I was recently skimming the “similar blog posts” that WordPress suggests after I publish a post, and found the following excerpt. I realize that blogging about some random guy’s post rather than responding to him specifically is futile and immature, but what he says is common enough that I want to respond to it. If he can share his feelings on the subject, why shouldn’t I? Here’s what he said:
“I’ll flat-out say it: from the perspective of someone seeking a long-term life partner, preferably in the next decade, American white women just aren’t, in aggregate terms, very good. Sure, some individual American white women are great– my mother is an American-born white woman, and my parents are still together after 35 years– but there are far too few of them. The odds are long, and the good ones out there are usually taken. Show me an American-born single, attractive white woman older than 25, and I’ll show you an 85% chance of a defective personality.”
Okay, well, I’m not even going to pretend that I’m not completely defensive and biased concerning this subject. But seriously? Seriously. I’m torn between making two responses:
1. Assert that I do not have a “defective personality.” I may be over 26 and single, but I am pretty sure that I am a hard working, relatively intelligent, and compassionate contributor to society. I have plenty of friends and work well with all of my coworkers- if I had a “defective personality” wouldn’t that show up in relationships other than romantic ones? And what, may I ask Mr. insolent blog author sir, would you guess the percentage to be for defective personalities in people who make sweeping, ageist, racist, and sexist generalizations about an entire demographic?
2. Admit that I do have a defective personality, but argue that everyone does. I have my “signature sins” and shortcomings as much as anyone else. I am aware that my signature sin is pride. I am aware that I use work and productivity to avoid the hurts or even happiness in my heart. I am aware that I am often more focused on doing than on feeling. I am aware that I can come off as intimidating or overconfident. I am aware that I find it incredibly difficult to apologize sometimes and that I have a tendency to always think I’m right. But I am aware of these things, and I am working on them. Who doesn’t have some defects of personality? Isn’t the idea of marriage that you accept one another for who you are, regardless of weaknesses? So-at the risk of being as close minded and critical as the man who I am responding to-I would suggest to him that if he is looking for a woman with no defects of personality, he is looking for a woman who- I regret to inform him- does not exist.

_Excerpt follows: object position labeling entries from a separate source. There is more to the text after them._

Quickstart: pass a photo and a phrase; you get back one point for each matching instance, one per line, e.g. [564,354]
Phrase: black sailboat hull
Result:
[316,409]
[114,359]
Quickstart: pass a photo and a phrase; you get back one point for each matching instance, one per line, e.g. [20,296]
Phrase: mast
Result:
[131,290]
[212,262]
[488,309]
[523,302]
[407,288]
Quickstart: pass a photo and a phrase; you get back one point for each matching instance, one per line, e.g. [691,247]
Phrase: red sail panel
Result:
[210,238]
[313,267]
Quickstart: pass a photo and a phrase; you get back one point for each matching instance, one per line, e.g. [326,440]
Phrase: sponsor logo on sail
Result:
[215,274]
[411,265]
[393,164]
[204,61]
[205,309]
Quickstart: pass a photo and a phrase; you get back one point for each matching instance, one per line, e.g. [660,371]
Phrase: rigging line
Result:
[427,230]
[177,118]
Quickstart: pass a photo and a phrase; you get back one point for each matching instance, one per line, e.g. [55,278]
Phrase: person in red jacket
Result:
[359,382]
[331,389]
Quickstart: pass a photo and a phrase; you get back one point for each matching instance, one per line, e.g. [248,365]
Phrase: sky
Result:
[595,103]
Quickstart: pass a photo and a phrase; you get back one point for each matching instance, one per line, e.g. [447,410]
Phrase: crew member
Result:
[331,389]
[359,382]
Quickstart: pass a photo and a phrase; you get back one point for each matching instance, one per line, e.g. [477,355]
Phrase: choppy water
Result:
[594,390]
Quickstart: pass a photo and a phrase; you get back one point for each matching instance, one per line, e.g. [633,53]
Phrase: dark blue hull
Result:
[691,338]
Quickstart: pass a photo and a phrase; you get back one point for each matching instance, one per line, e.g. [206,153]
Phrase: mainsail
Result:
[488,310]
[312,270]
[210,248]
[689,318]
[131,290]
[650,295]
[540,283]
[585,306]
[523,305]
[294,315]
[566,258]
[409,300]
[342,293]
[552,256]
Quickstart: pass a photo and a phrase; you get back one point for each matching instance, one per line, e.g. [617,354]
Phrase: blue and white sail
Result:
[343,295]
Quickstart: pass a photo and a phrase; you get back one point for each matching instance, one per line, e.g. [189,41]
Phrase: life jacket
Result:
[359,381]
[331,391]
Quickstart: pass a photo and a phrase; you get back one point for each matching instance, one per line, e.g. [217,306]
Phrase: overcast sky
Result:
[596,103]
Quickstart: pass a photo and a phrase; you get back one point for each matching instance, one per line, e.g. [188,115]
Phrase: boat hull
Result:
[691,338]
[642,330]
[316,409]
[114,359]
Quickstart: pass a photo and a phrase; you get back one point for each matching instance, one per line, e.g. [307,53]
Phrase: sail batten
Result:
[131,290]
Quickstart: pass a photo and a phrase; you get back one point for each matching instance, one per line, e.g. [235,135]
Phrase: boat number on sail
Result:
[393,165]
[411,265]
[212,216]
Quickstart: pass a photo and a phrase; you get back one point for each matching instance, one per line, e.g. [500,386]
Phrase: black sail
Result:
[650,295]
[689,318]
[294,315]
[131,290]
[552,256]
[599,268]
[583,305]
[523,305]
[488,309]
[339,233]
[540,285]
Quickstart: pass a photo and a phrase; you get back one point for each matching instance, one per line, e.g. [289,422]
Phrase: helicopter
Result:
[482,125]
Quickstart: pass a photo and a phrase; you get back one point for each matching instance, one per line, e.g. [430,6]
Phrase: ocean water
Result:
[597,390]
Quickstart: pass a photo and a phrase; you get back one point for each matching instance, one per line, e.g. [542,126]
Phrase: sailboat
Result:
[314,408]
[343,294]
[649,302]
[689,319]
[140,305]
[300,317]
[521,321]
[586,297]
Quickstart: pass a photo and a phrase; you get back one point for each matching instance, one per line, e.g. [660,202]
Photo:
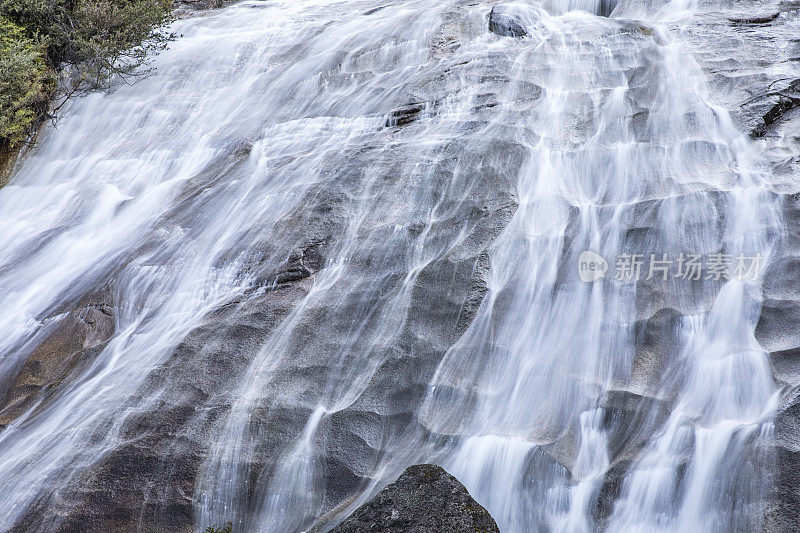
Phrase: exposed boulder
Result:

Again, I will confess to being defensive and having an axe to grind; however, I’m just going to be honest and say that it completely pisses me off when random strangers cause me to question my so-called desirability because they have some preconceived notion about what age it’s appropriate for a woman to get married.
Perhaps I’m just tired of having to defend my character to people who don’t even know me just because I have (or don’t have) a certain marital status.